One of the predominant components of Danish culture is language. Danish is the official language of Denmark, but there are several minority languages, including German and Greenlandic. Around 86% of Danes also speak English as a second language, and often a third language, German or French. About 13% of Danes can also understand Swedish.
Seldomly mentioned but definitely moving fact is that Greenland also has its own language — Greenlandic. This is an Eskimo-Aleut language and around 57 000 people speak it in Greenland. The main dialect has been the official language of Greenland since 2009, a move to strengthen Greenlandic from competition with Danish, which is also spoken there. Greenlandic is the official language of education.
The Danes are generally known to be open, easy-going and straight-forward. Most minorities and sub-cultures are broadly accepted, although strict religious adherence may be frowned upon in public. Most religious beliefs are generally accepted, however, but religion is considered a personal matter practised at home or in the religious houses. For most Danes, going to church is more of a traditional custom, most often observed in the case of family events, than an act of religious adherence, and the Danish state church is considered one of the most liberal in the world. There are some districts in the major cities, however, with a strong Muslim presence, where religious adherence is more publicly displayed.

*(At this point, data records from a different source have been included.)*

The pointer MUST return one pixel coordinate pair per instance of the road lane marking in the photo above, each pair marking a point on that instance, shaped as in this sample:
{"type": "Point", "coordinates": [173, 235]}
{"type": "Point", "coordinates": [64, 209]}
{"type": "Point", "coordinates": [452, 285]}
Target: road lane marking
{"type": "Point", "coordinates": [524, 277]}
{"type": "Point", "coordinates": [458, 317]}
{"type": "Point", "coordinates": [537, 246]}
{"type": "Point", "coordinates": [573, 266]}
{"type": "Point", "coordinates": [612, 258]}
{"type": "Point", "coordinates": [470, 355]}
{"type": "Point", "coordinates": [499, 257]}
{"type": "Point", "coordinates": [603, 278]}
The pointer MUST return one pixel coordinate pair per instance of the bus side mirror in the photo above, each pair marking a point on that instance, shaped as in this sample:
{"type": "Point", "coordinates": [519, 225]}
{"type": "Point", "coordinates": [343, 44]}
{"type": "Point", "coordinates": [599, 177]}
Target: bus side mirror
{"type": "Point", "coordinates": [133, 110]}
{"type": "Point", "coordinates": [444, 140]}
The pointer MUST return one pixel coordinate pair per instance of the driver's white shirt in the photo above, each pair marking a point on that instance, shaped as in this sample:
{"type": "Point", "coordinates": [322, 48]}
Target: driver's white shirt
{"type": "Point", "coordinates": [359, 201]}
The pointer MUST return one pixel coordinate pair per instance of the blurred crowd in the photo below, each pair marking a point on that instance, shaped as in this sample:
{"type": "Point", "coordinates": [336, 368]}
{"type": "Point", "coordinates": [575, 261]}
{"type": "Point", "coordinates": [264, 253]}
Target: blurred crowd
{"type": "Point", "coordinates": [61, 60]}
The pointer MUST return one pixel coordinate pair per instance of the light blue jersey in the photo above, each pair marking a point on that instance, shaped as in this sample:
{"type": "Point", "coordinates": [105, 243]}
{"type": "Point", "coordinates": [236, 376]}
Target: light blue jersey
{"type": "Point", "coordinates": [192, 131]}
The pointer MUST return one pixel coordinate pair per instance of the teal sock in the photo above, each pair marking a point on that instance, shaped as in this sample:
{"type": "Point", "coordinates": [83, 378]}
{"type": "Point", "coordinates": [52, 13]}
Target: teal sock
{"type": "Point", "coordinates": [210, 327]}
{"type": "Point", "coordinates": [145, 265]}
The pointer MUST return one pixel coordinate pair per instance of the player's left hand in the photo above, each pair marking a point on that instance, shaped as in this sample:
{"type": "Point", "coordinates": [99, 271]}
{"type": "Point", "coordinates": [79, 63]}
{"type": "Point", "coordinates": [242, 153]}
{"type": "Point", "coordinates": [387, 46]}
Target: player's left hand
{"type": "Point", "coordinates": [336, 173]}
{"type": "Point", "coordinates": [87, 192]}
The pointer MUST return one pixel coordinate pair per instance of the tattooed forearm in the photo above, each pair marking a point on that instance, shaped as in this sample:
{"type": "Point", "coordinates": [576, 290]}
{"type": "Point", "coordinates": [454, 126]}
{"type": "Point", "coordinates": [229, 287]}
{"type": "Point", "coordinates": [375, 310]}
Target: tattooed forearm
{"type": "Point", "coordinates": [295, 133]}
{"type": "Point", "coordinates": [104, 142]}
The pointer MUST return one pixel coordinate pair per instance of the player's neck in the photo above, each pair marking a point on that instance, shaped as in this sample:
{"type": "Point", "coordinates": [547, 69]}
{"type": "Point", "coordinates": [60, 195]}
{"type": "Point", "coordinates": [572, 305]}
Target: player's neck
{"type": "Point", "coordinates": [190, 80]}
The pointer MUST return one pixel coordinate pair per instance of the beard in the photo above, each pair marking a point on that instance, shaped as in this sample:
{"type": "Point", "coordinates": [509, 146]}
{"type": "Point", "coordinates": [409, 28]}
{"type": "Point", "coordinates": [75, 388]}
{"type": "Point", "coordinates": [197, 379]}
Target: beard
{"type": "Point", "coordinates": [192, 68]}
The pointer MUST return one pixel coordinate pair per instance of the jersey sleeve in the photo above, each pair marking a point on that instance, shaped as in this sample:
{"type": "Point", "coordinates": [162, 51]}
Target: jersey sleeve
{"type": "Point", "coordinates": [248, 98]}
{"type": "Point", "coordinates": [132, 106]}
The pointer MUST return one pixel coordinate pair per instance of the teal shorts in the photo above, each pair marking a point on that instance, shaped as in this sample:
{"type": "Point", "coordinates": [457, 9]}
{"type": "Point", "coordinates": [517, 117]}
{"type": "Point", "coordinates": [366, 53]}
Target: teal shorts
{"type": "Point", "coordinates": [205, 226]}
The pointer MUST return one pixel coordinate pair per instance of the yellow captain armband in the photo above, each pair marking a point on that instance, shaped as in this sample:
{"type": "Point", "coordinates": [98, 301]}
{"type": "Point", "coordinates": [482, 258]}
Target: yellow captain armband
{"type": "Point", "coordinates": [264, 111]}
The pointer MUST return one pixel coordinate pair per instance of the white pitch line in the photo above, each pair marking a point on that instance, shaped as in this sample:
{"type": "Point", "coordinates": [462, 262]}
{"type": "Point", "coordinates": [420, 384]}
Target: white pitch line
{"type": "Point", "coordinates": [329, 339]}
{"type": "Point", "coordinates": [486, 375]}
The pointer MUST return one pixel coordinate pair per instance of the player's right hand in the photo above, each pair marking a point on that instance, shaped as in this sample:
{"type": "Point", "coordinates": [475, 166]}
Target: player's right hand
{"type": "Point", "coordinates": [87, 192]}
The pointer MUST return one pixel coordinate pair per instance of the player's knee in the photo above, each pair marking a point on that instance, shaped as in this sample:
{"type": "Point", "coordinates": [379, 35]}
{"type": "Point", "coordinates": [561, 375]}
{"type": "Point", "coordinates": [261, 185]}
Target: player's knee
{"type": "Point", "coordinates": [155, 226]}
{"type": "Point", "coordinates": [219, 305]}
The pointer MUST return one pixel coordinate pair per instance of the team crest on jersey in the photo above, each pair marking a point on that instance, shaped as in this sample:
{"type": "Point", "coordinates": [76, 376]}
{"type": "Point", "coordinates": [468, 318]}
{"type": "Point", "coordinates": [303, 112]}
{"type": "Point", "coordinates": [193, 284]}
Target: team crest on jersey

There are hardly any unwritten formalities to consider, even when visiting another person’s house. It is not strictly necessary to bring a gift to your host, although flowers, chocolate or a bottle of wine will always be welcomed and readily accepted. It varies from host to host whether shoes or tobacco are allowed inside the house, but it is always OK to ask.
The Danish kitchen has traditionally been heavy on pork, potatoes and thick gravies. However, since the 1970s a number of international kitchens have become increasingly popular, and in many cities today it will be easier to find a pizza or some sushi rather than a traditional Danish meal. The so-called New Nordic Cuisine, which bears little resemblance to traditional Nordic cuisine, was also founded in Denmark, and Copenhagen’s NOMA restaurant has been named Best Restaurant in the World three years in a row (2010-2012) offering innovative dishes based on earth(!), fermented grasshoppers, ants and even live prawns.
Danish society is generally quite flexible and family friendly, which also shows on the workplace. As such, many office workers only sit in the office 5-7 hours a day, leaving around 3PM in order to pick up the kids. Appearances can be deceptive, though, and it is quite common to take home the laptop, and work a few hours each night when the kids are asleep.
There is a vibrant theatrical scene in Copenhagen, and some activity in the major provincial towns. There are usually some English-language plays playing in the Copenhagen theatres, but you will have a hard time finding one outside of the capital. The Royal Danish Opera and Royal Danish Ballet, both of them based in Copenhagen, are known as some of the leading such houses in the world, but be aware that they are usually closed during the summer season.
Except for some children’s programming, all movies in cinemas and on television are shown with their original audio, and subtitling in Danish.
The most popular sports in Denmark are football and handball, although only a few of the top teams can draw a crowd even remotely resembling that seen in the UK. There is some rivalry between the fans of specific clubs, but watching football and other sports in Denmark is usually a family friendly affair.